4. Tsuyukusa e ai I pigmenti blu tradizionali della stampa ukiyoe

4.4 Il mercato del blu: rapporti tra editori, stampatori e commercianti di tinte

Considerati i casi del blu di commelina e dell’indaco, si possono provare a delineare alcuni aspetti del rapporto tra colori, stampatori ed editori e in quali termini questi ultimi si confrontassero con il commercio dei pigmenti – nello specifico quello di questi due blu.

Entrambi questi coloranti avevano una loro “autonomia” rispetto al mercato editoriale delle stampe: la loro produzione e la loro distribuzione si erano sviluppate su di un binario parallelo, quello delle tinture, che inizialmente aveva poco a che fare con il mondo delle xilografie (l’aobana precedeva di molto la nascita dell’editoria).

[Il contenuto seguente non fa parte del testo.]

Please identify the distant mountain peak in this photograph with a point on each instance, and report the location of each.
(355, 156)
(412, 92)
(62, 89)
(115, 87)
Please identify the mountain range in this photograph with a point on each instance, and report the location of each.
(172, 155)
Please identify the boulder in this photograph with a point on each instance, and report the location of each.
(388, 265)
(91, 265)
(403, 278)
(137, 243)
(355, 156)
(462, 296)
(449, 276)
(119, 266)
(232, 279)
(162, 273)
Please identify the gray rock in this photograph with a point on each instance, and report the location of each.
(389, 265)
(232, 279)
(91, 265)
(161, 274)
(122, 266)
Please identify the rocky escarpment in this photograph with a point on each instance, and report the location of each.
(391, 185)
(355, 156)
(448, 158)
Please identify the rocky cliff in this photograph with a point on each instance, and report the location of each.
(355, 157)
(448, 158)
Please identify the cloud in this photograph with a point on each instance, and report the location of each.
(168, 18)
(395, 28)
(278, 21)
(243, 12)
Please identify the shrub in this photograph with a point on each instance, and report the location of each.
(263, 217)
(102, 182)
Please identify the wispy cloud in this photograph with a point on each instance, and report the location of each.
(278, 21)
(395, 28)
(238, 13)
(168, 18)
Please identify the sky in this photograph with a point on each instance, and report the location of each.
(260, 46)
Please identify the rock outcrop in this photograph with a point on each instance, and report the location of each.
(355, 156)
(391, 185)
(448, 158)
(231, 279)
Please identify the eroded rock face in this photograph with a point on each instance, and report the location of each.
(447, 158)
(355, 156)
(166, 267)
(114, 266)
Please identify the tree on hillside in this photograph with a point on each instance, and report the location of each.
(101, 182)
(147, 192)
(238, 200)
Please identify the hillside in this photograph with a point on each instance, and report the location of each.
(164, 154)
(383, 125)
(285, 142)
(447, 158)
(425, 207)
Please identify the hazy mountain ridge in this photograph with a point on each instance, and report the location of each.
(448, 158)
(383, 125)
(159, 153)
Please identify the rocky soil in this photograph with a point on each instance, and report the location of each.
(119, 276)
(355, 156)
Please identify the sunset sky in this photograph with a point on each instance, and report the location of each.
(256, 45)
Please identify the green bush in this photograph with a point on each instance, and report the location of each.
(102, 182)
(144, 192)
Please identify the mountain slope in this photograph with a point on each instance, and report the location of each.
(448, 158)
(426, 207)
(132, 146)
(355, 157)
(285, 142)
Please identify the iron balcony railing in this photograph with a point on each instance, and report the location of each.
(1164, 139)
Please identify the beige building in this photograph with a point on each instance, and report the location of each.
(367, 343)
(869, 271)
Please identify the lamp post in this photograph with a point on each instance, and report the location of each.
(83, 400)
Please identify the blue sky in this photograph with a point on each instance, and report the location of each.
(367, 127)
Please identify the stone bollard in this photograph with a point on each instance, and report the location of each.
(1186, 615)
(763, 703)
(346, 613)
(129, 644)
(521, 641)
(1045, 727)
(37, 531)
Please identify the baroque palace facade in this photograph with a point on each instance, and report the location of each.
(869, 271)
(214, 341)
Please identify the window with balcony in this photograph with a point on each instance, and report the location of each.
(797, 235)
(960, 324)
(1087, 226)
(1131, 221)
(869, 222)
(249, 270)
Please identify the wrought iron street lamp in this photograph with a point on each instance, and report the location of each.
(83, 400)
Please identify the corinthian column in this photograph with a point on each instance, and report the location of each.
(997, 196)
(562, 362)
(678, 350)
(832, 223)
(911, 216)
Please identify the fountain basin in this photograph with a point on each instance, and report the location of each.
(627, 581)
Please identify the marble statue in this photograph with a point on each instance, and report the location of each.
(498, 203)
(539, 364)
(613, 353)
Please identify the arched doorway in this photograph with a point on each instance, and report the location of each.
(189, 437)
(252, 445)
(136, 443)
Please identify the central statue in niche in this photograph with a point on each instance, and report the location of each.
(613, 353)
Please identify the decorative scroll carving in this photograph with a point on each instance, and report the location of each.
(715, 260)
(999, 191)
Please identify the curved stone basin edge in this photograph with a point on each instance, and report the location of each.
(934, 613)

Di fatto l’aigami venne usato per la prima volta al di fuori dei processi di tintura proprio nell’ukiyoe – dal momento che non c’è traccia del suo impiego in dipinti di nessun genere. L’ai aveva già fatto il suo ingresso in pittura a partire dal tardo XVII secolo, tuttavia, quando nel XVIII secolo si diffusero le stampe policrome, la sua principale sfera di influenza era la tintura aizome.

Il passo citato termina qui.